Oleh: NR. Tambunan
MuslimahTimes—Saya sempat tertegun ketika tiba-tiba di laman beranda akun instagram saya muncul postingan seorang teman yang mengkampanyekan pasangan calon presiden dan calon wakil presiden dengan nomor urut 10. Paslon baru ini bernama Nurhadi-Aldo dan diusung oleh sebuah koalisi dengan nama yang lumayan unik.
Setelah mencermati dengan seksama barulah saya tersadar bahwa paslon tersebut hanyalah paslon fiktif yang menjadi viral karena kelucuan dan program satir yang mereka kampanyekan. Beberapa postingan program yang terlihat serius, terkadang disingkat menjadi kata-kata yang lumayan tabu diucapkan. Kritik yang berbungkus sarkasme dan kata-kata yang kurang pantas bagi anak-anak inilah nampaknya yang membuat paslon nomor urut 10 ini menjadi terkenal dalam hitungan hari.
Keberadaan paslon fiktif ini tentu menjadi salah satu humor segar yang berhembus di tengah tegangnya perseteruan antara paslon yang original. Sekelumit netijen bahkan menganggap paslon ini tak akan kalah elektabilitasnya jika dilakukan survey ke tengah masyarakat.
Kemunculan Nurhadi-Aldo ternyata bukan hanya menarik perhatian warganet. Direktur Eksekutif The Political Literacy Institute Gun Heryanto turut mengomentari pasangan ini. Ia khawatir bahwa paslon 10 ini bisa saja ke depannya mampu meningkatkan jumlah orang yang tidak mau memilih (katadata.co.id, 10/1/2019).
Tak hanya Gun, Ketua Komisi Pemilihan Umum (KPU) Arief Budiman mengakui jika kehadiran Nurhadi-Aldo berpotensi membuat angka golput membesar. Beliau menyatakan hal tersebut bisa terjadi jika konten-konten Nurhadi-Aldo bernada negatif dan menyerang (katadata.co.id, 10/1/2019).
Mendapati fakta tersebut, saya kembali tertegun. Ternyata pasangan calon fiktif ini bisa bikin sensitif negara ini. Meskipun diusung oleh koalisi lelucon satire yang tentu saja fiktif pula, pada kenyataannya mampu berpotensi memengaruhi masyarakat dalam memberikan hak pilihnya.
Alih-alih membuat analisa yang terlalu jauh, saya hanya bisa bergumam pada diri sendiri, bahwa kekuatan media sosial saat ini benar-benar mampu menembus isi kepala masyarakat. Tergantung bagaimana kita menggunakannya dan mengemasnya dengan cermat.

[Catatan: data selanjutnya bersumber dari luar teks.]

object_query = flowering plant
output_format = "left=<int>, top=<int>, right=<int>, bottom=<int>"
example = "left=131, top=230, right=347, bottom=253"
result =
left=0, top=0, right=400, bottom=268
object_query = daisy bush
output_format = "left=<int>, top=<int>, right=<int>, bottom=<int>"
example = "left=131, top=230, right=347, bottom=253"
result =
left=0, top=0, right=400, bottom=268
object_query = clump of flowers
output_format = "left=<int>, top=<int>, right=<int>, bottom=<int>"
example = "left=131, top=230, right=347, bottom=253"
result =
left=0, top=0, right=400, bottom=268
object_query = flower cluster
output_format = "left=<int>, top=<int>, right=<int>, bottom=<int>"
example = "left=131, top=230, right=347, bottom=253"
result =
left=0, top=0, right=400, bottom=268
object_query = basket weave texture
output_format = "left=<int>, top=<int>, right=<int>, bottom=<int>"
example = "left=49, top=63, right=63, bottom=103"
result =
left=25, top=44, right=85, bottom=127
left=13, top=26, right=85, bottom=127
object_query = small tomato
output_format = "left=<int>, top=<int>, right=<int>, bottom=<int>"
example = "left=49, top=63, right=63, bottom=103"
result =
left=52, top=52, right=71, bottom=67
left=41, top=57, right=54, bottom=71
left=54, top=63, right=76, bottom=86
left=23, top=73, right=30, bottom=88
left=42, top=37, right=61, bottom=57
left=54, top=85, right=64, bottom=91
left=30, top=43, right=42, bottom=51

Di samping itu, yang menjadi pertanyaan saya, jika pasangan calon pemimpin Nurhadi-Aldo yang fiktif saja ternyata bisa bikin sensitif, apa jadinya jika yang muncul adalah calon pemimpin yang menjawab bisyarah Rasulullah SAW 14 abad yang lalu?
*) Penulis adalah pengamat masalah sosial.
S2 Teknik Sipil UI dan Master International Urban & Habitat, Université Lille 1, Perancis.